By on September 17, 2014

Three years ago, a freshman spent $200 on three textbooks that he never opened.

Now a senior and the Student Government Association’s advocate general, Adam Hasley didn’t feel like this is just his problem. He realized the fact-memorization model of learning is simply outdated, and the referendum that he thinks will help teachers do more with their class time will go to a student vote next week.

Should it pass, it will add $5 per semester to tuition. Teachers would use the money, an estimated $400,000 per year, to innovate their classrooms and incorporate online teaching methods. The money would be controlled by a seven-person committee comprised four students and three faculty, so students will always have final say. Teachers will send proposals into this committee, and the committee will spend money on the ideas it thinks are best.

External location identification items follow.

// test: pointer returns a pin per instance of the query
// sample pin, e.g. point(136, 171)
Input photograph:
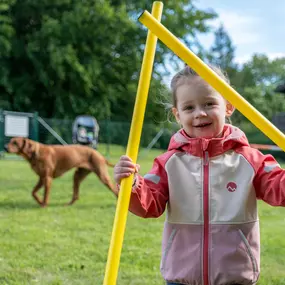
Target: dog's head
point(21, 146)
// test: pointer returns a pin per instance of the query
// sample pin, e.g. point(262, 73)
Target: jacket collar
point(232, 138)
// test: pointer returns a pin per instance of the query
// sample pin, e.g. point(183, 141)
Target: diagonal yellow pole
point(213, 79)
point(132, 151)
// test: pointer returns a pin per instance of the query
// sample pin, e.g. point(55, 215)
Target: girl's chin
point(205, 134)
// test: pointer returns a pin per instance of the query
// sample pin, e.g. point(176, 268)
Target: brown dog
point(51, 161)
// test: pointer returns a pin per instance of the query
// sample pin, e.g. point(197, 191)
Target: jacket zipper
point(206, 218)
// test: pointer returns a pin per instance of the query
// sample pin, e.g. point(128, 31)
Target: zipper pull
point(206, 158)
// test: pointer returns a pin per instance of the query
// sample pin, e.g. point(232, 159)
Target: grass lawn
point(69, 245)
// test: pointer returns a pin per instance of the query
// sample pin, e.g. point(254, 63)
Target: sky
point(255, 26)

This referendum is trying to solve a universal problem, but it doesn’t exactly go for the throat, does it?

In previous interviews,,Hasley has said he doesn’t want to be too aggressive and go for things most students aren’t upset about, and in this, he’s failed perfectly. Most students aren’t upset about the university not finding money to fund the coolest classroom idea. Most students are upset about buying those textbooks.

We’re not spending roughly $1,000 and three hours a week per class for the lecturer to tell us to drop another $100 and another two to three hours a week on a book we could have gotten anyway to do the lecturer’s job for him. We’re not spending $1,000 per class so the math teacher can tell us to pay another $70 for My Stat Lab for the privilege of accessing monotonous homework that should have been on Blackboard. And we’re not paying $1,000 per class to hone our short-term memorization skills, which is the only thing that happens in classes based around periodic multiple-choice tests.

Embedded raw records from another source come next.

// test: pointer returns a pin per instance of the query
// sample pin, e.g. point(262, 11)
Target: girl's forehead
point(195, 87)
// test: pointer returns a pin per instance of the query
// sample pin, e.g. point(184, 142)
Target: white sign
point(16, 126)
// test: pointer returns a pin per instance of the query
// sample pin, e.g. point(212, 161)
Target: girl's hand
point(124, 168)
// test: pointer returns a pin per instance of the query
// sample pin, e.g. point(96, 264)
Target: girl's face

These teaching crutches are as ineffective and outdated as they are expensive, and if Hasley had pushed through legislation to get the textbook industry off campus, most students would be clamoring to put their names on it.

So, it’s not the referendum we really want. But will it fix the problem?

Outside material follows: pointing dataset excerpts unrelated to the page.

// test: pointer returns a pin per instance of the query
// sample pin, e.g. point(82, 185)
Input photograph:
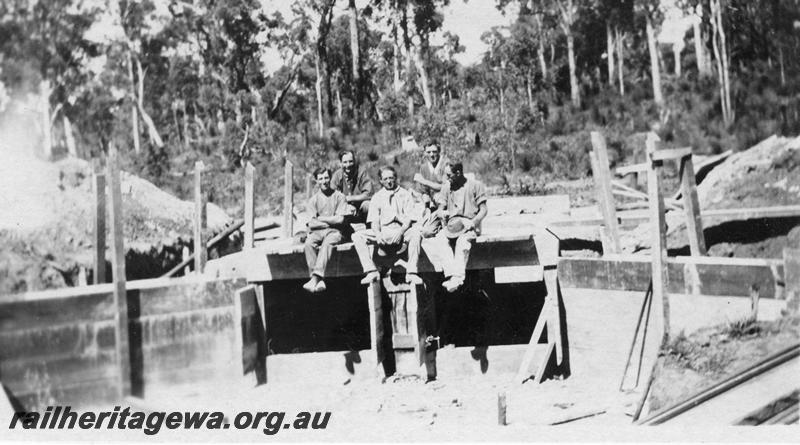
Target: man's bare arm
point(420, 180)
point(357, 198)
point(480, 215)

There’s really no way to know. This represents a cheap opportunity to innovate in the classroom, and with the university’s newfound financial crisis, new and unproven teaching methods will be the first on the chopping block. But best-case scenario, one or two ideas will be implemented in a couple of years, and even if this revolutionizes high-end teaching, low-end, fact-memorization teaching will still be around.

If the question is a black-and-white vote yes or vote no, students should vote yes. There’s really no reason to vote no — it costs a cup of coffee per semester. But it’s a begrudging yes. It’s a low-risk, low-reward referendum — or at least, a very extremely slow reward that won’t benefit everyone.

And freshmen will still be wasting absurd amounts of cash on textbooks that they don’t need.